TIGA PULUH

1.6K 53 2
                                        

Ziva membuka pintu kamarnya dengan wajah yang sumringah. Senyuman manis yang menghiasi wajahnya pun tak mau menghilang sedaritadi.

Entah mengapa, Ziva merasa sangat beruntung hari ini. Kebahagiaan yang selama ini sudah jarang didapatkannya seketika hadir mewarnai hari-hari sepinya.

Ziva tersenyum, lagi. Ia mengelus rambutnya perlahan-lahan sembari membayangkan sebuah kejadian yang sedari dulu sudah ia impi-impikan. Gadis itu tertawa. Dilepaskannya penjepit jemuran yang selama ini selalu digunakannya untuk mengeringkan pakaian dari atas kepalanya.

"Kenapa barang sekecil ini bisa buat gue jatuh cinta lagi?" ucap Ziva sembari berjalan ke atas tempat tidurnya, "Gue pikir perasaan gue ke elo itu udah hilang sepenuhnya. Tapi gue salah," Ziva menghembuskan napasnya kasar.
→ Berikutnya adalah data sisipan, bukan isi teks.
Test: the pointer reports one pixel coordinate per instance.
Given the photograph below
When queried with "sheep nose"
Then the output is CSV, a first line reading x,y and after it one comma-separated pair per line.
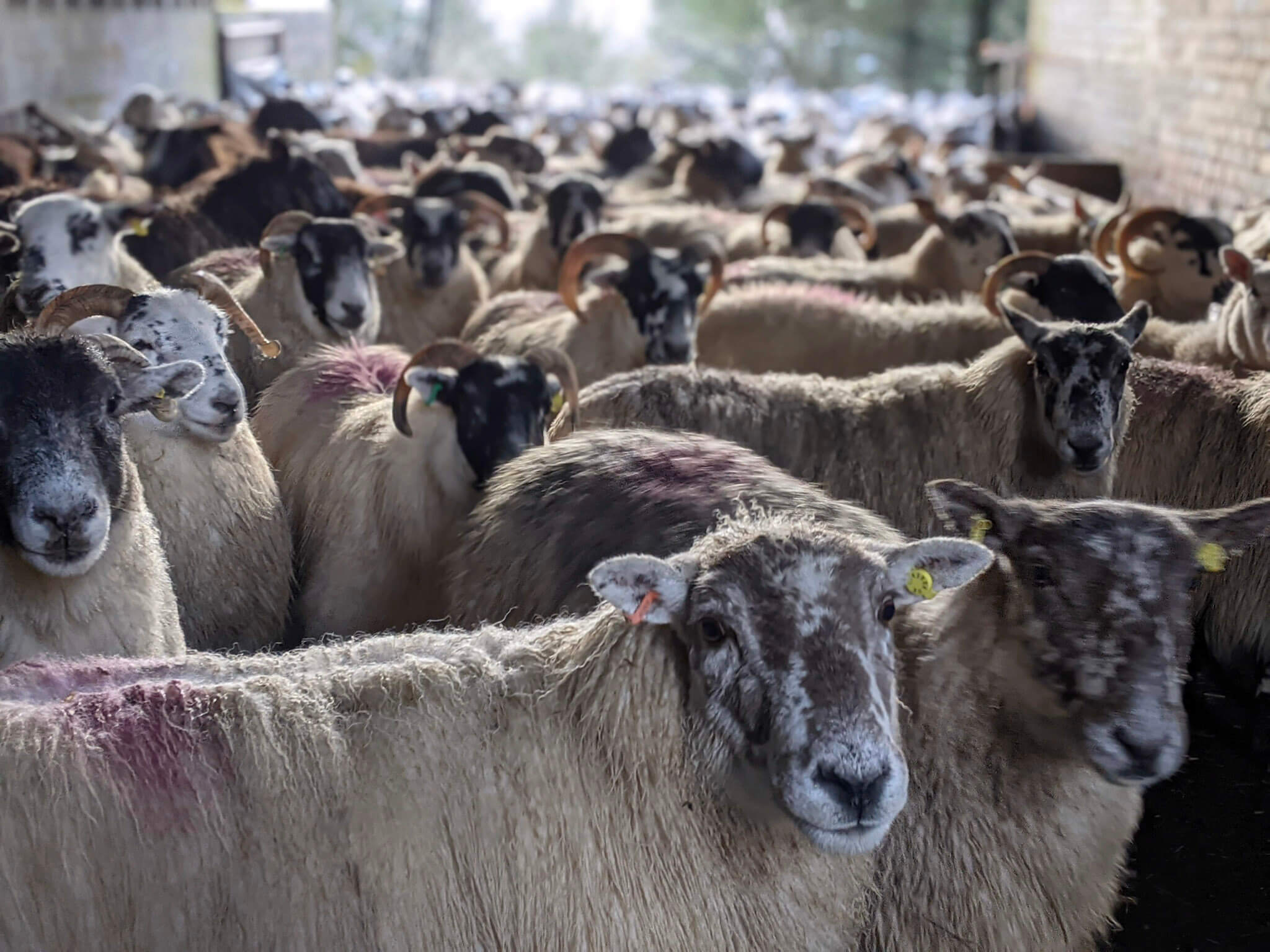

"Perasaan itu masih ada sampai sekarang, hanya saja gue terlalu malu untuk mengakuinya," Ziva tertawa pelan. Disandarkannya badannya pada sandaran tempat tidurnya dengan tangan yang masih sibuk memegangi penjepit jemuran.
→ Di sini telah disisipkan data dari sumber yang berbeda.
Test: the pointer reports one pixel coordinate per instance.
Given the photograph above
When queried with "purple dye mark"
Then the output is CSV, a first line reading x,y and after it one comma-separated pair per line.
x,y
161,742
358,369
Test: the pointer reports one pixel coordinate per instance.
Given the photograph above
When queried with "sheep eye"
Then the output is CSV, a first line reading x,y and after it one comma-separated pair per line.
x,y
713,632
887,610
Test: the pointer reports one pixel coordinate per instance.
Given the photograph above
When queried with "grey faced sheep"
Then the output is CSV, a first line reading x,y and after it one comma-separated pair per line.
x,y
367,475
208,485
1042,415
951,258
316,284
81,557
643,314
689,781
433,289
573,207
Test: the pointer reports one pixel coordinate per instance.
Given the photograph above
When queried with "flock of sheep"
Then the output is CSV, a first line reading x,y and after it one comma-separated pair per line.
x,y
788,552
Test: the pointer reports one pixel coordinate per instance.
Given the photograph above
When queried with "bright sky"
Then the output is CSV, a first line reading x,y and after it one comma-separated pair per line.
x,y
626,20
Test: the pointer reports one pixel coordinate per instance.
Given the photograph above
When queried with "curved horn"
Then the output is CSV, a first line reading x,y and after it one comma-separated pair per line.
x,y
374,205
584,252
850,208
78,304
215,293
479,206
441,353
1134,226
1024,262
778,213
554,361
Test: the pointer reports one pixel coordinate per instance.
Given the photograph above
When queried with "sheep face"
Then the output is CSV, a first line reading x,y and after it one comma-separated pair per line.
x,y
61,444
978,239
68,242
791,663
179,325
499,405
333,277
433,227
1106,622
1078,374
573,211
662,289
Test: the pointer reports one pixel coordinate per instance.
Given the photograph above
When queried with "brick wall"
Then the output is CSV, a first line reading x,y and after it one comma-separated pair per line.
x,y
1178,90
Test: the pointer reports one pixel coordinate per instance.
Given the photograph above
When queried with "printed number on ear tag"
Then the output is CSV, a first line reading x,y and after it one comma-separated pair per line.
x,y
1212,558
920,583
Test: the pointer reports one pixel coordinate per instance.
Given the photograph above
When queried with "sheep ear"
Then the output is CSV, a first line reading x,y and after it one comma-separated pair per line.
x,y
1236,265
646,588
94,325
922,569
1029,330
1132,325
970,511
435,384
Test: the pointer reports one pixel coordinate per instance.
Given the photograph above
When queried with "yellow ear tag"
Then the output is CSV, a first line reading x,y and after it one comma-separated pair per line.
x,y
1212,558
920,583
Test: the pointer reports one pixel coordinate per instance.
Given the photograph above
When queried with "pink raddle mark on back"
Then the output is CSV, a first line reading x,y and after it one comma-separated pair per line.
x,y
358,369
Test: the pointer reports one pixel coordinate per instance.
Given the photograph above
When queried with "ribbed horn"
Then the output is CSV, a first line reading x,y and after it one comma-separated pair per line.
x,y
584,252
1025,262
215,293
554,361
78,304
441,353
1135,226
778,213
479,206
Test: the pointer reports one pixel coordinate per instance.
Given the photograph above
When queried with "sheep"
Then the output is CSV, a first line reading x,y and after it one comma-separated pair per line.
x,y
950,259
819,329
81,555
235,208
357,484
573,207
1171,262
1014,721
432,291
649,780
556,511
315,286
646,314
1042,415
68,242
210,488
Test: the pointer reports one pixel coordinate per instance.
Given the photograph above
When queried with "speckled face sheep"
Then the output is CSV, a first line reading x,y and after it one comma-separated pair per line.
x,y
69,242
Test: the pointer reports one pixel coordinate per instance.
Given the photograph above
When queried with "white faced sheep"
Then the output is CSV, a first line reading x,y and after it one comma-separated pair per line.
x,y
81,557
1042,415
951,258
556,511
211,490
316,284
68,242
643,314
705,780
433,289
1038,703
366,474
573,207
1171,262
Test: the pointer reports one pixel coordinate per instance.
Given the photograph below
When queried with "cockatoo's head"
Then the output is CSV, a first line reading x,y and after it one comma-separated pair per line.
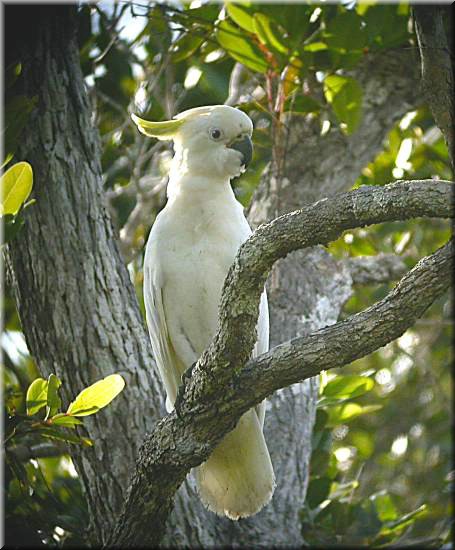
x,y
209,141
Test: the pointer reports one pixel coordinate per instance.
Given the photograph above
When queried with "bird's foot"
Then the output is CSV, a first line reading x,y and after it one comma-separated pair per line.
x,y
181,391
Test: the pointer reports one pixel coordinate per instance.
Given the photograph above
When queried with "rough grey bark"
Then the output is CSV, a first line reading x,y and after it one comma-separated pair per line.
x,y
306,291
187,436
77,306
93,302
435,37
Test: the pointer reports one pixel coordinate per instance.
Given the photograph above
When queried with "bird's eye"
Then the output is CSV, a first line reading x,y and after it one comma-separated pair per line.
x,y
216,134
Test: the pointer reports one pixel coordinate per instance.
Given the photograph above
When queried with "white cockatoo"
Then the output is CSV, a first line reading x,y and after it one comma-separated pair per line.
x,y
191,246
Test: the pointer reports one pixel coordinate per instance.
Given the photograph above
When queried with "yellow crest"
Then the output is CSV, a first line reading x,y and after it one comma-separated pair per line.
x,y
161,130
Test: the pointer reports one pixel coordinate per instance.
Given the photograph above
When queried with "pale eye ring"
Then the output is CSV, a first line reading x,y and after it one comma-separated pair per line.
x,y
216,134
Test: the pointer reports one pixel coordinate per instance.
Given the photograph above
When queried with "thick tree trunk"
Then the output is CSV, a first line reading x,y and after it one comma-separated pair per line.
x,y
79,311
76,303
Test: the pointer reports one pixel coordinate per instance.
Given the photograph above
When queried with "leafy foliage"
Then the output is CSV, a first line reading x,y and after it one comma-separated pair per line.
x,y
15,187
158,59
46,490
337,511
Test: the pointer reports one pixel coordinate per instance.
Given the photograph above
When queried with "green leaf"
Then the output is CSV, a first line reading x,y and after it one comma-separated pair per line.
x,y
65,420
240,16
36,397
185,47
348,386
53,400
341,414
405,520
234,42
16,185
318,491
385,507
345,95
267,34
96,396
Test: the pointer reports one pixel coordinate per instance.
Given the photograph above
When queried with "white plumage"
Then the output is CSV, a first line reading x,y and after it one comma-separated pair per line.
x,y
191,246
"Tapi tunggu ..." spontan gadis itu langsung duduk tegap dengan mata yang menyorot tajam ke depan. "Kenapa gue harus malu? Bukannya selama ini gue udah dicap sebagai gadis yang gak tau malu?"

Ziva tertawa bangga, "Manaada gadis di sekolahan gue yang rela menjatuhkan harga dirinya demi mendapatkan cinta dari seorang pria yang begitu bodoh!" ucap Ziva dengan bibir yang tersungging, "Gue memang ajaib!"

Ziva membanting tubuhnya ke atas kasur yang empuk sembari mengguling-gulingkan badannya dengan gelisah, "Kira-kira Derviano lagi apa ya sekarang?" tanya Ziva pada dirinya sendiri. Ini aneh. Ziva merasa sangat rindu pada Derviano. Padahal baru beberapa jam yang lalu pria itu pergi meninggalkan rumah Ziva.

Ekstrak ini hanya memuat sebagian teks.